Well, your valgrind outputs do not really show anything wrong in your code.
(@Ailema “ERROR SUMMARY: 2 errors from 1 contexts” … Do you show the output for both errors?)
(@Axel Are you aware of the two reported “lock order violations”?)

Can you run your application on your remote host with the same set of “a couple of data files” as on your local machine?

On both machines, check how much RAM your application uses while running (e.g., run “top -d 1” and observe “VIRT”, “RES”, “SHR”).

Compare the “ulimit” outputs from your local and remote machines (see “man bash” for details). Note that, as an “ordinary” user, you can change -S “soft limits”, but you cannot increase -H “hard limits”.
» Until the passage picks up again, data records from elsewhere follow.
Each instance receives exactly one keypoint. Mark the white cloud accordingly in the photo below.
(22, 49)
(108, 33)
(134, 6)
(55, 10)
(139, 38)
Regarding the lock order issue: I really don’t know, and this seems to be deep inside libc. @pcanal do you agree that there’s likely nothing for us to fix?

Yes it is somewhat concerning and it indeed involving glibc's getpwuid_r taking a lock and then indirectly calling dlopen and taking its locks (and xrootd and ROOT indirectly taking the same getpwuid_r mutex in their static init which is called from dlopen). We could improve the situation (at the cost of extra complexity in xrootd and ROOT) by delaying those lookups. Due to the mitigation described in the next paragraph, it is unlikely to be ‘worth’ the investment.

The problem is mitigated by the fact that in practice most library loading will be done during the initialization phase (of the user code) and thus in single thread mode (eg. most libraries will be loaded during the script loading).